[Date Prev][Date Next][Thread Prev][Thread Next][Date Index][Thread Index]
*old response onbuffer vowel
>From: ucleaar <ucleaar@UCL.AC.UK>
>Subject: Re: buffer vowel
>> "Specified" implies a "specifier" (aty least to me). NO one has ever
>> list a complete specification on the rules of any one person's English,
>> so far as I know.
>
>It should have been obvious that I was not claiming that grammarians
>have stated the rules of each of our phonologies. What I meant was that
>each phonology consists of a set of rules, and that these rules do not
>shift like quicksand.
I'm not sure this is true, at least in the sense that most people think
of "rules". I suspect the individual idiolects DO vary in phonology
with time, and the shift is mathematically chaotic.
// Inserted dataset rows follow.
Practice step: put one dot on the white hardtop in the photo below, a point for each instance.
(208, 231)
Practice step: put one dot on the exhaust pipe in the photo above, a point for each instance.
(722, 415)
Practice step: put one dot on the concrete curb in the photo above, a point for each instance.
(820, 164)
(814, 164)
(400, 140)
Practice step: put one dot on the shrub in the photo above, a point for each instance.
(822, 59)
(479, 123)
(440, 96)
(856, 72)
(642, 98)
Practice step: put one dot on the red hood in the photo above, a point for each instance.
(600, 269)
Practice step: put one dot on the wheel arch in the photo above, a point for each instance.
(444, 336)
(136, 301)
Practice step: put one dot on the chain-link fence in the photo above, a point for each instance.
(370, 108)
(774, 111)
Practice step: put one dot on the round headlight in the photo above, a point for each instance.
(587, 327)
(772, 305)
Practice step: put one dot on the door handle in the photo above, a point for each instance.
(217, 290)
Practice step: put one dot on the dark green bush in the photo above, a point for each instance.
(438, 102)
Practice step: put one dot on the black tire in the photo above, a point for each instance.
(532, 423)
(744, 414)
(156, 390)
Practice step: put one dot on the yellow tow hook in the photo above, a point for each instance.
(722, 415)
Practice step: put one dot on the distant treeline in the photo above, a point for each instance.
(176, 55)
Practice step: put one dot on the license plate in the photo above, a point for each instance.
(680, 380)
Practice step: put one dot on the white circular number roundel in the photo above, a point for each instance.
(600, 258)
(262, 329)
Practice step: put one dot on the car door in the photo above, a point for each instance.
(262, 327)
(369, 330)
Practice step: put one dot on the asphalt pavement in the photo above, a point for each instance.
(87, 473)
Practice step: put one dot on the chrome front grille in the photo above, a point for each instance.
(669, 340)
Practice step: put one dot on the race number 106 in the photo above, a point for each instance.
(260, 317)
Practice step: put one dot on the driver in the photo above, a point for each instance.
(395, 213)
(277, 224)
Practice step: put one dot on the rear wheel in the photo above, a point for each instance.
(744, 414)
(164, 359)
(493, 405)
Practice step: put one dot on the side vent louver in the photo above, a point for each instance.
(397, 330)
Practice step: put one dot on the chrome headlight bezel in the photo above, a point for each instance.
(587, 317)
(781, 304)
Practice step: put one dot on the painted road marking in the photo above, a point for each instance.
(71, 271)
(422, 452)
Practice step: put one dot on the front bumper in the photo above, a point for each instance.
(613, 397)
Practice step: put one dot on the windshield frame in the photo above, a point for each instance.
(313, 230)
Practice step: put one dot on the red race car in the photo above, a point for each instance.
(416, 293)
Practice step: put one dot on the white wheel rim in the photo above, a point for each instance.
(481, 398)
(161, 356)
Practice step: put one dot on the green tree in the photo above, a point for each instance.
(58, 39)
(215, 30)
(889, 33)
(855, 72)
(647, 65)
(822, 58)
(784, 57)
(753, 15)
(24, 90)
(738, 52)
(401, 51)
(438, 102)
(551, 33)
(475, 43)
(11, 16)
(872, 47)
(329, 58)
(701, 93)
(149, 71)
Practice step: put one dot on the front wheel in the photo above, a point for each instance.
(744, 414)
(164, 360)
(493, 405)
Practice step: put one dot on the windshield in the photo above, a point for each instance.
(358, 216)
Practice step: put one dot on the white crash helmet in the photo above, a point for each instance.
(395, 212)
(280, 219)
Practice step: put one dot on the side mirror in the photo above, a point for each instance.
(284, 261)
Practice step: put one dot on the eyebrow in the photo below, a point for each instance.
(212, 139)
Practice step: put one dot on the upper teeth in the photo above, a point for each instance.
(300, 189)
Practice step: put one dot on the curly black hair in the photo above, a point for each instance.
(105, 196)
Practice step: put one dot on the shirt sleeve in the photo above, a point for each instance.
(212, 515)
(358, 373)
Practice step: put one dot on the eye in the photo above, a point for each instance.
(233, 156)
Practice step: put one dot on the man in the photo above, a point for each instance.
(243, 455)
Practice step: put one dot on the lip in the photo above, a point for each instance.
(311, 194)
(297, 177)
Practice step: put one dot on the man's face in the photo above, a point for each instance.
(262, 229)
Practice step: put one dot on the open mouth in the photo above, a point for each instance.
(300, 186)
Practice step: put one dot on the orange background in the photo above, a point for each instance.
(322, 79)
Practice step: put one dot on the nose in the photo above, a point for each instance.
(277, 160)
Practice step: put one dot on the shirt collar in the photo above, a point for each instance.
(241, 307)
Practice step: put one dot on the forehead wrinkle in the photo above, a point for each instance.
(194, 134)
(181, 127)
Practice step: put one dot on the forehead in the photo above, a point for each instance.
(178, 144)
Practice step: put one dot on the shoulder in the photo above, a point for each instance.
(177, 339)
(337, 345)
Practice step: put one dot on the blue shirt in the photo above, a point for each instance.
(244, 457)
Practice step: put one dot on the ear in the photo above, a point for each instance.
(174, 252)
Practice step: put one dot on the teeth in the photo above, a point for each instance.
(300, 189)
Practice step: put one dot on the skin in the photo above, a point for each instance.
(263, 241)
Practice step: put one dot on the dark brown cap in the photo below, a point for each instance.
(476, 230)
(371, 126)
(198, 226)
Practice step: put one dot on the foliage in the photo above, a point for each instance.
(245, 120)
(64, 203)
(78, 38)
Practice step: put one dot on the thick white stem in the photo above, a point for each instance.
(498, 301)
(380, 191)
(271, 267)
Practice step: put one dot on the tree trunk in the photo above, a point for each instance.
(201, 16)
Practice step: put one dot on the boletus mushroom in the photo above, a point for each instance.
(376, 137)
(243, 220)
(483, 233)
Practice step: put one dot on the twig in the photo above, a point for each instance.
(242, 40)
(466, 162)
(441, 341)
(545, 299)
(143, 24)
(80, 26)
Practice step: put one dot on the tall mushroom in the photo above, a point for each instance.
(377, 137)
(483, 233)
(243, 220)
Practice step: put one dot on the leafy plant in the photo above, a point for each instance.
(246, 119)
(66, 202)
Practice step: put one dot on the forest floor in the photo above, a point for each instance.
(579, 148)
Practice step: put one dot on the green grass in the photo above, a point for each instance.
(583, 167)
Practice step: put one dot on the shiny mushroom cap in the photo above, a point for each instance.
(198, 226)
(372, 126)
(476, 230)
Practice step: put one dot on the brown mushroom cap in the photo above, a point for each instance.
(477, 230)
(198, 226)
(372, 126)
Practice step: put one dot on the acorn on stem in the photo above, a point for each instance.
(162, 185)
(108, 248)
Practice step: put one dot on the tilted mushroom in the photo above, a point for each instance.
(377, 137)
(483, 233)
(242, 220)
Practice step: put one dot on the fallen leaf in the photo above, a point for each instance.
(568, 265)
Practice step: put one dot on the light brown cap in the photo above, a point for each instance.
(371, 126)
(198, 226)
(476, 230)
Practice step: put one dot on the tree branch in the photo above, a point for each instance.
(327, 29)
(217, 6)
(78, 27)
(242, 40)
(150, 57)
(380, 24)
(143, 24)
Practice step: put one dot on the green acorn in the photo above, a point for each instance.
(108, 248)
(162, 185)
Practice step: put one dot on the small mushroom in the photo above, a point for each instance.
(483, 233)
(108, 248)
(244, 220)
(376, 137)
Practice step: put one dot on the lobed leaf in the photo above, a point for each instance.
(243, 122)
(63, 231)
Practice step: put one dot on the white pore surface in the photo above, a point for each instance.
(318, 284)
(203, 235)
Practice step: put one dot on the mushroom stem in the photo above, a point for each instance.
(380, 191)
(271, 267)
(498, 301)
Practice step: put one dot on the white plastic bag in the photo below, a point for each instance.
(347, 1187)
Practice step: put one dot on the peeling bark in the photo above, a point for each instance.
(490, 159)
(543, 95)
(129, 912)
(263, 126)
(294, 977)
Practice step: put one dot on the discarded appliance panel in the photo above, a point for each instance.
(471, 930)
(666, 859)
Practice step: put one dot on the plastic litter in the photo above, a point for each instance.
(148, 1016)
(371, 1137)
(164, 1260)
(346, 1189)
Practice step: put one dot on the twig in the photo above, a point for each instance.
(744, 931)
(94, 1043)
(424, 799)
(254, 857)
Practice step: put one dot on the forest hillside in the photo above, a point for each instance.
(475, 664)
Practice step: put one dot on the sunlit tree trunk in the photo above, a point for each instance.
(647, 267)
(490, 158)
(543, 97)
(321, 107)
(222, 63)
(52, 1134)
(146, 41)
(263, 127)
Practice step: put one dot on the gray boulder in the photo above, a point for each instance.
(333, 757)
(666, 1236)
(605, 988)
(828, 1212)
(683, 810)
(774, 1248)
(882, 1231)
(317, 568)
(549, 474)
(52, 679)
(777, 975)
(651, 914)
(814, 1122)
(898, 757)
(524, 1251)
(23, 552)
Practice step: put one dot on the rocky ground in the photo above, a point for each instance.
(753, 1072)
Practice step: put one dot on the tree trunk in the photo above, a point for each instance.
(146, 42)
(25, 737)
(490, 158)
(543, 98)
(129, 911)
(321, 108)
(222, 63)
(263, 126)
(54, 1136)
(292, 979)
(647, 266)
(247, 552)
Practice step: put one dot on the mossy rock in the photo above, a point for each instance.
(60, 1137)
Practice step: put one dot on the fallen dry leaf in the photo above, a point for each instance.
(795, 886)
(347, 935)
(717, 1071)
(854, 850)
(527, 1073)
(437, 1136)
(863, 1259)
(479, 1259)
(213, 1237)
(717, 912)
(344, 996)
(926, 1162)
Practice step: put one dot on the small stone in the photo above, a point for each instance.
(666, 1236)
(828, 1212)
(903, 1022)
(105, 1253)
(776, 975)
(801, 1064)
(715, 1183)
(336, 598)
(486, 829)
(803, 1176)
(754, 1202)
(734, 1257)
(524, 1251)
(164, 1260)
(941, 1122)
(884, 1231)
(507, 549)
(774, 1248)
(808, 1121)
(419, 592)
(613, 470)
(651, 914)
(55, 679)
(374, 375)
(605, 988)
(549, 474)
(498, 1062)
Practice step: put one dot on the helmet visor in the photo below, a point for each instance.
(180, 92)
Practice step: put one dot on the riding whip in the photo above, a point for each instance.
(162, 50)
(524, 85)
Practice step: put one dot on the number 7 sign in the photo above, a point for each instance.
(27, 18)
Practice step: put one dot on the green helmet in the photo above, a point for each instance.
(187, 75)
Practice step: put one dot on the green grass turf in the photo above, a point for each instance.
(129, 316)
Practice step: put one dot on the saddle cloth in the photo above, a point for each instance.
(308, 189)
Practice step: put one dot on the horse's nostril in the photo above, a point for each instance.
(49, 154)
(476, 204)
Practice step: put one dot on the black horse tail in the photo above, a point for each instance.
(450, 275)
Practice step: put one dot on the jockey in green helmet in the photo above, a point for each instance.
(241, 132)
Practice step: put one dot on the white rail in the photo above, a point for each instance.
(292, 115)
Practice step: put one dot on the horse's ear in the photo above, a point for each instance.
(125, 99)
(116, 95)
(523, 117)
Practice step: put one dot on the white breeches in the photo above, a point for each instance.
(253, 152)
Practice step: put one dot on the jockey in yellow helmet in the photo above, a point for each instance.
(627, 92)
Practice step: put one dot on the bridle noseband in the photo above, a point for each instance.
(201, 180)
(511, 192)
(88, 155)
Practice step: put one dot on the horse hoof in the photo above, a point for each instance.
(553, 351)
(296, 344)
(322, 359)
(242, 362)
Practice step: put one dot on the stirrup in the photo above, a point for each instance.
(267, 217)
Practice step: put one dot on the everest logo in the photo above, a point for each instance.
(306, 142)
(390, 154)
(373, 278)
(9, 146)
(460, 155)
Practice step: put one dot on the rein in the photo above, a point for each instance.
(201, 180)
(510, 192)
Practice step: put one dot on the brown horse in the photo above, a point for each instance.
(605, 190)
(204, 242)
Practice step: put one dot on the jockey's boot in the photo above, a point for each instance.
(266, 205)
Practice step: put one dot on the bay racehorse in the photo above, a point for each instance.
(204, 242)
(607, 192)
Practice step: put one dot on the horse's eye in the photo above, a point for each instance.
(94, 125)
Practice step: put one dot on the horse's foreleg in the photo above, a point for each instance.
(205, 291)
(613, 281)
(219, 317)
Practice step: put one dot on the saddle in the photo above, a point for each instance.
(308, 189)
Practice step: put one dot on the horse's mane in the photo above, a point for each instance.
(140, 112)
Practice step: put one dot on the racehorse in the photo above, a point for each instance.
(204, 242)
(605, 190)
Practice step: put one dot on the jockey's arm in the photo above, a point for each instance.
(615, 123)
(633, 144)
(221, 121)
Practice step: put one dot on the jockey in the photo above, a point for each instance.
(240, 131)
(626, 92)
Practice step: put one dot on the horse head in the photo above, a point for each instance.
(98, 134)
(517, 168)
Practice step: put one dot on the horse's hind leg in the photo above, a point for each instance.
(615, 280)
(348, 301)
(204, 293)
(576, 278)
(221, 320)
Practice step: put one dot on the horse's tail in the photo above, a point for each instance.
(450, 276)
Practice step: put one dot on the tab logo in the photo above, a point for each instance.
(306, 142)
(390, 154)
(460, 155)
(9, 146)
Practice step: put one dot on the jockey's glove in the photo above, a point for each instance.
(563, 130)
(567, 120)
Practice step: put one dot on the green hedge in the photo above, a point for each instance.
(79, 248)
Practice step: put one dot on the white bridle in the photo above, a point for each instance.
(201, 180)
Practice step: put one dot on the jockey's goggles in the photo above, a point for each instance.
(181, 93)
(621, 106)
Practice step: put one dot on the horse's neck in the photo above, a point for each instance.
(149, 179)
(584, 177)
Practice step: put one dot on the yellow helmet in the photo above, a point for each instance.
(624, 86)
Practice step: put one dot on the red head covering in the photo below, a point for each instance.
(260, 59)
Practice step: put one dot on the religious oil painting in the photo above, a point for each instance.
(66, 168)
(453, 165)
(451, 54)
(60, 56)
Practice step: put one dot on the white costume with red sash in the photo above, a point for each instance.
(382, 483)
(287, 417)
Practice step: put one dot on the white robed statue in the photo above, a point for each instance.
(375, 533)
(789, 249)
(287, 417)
That which we call
the phonology of a language is just some kind of chaotic sum of these
chaotic idiolects. We can describe certain "patterns", but I doubt that
all of those "patterns" are "rules".
>Lojban grammar prescribes - vocalically speaking - seven countries but
>no map. No natural phonology is like that; but that needn't be
>understood as a criticism of lojban.
No natural language has *any* phonology prescription, so I agree.
My claim is that natural languages are mimicked by Lojban in that
individual idiolects of Lojban will probably cluster around some pattern
that is consistent with the prescription, and that the range of
phonology in these idiolects will not deviate that strongly from the
"average" pattern any more than natlang speakers deviate from their
language's norm. I will add a caveat that the natlang be one that is
subjected to a lot of influences from other unrelated languages.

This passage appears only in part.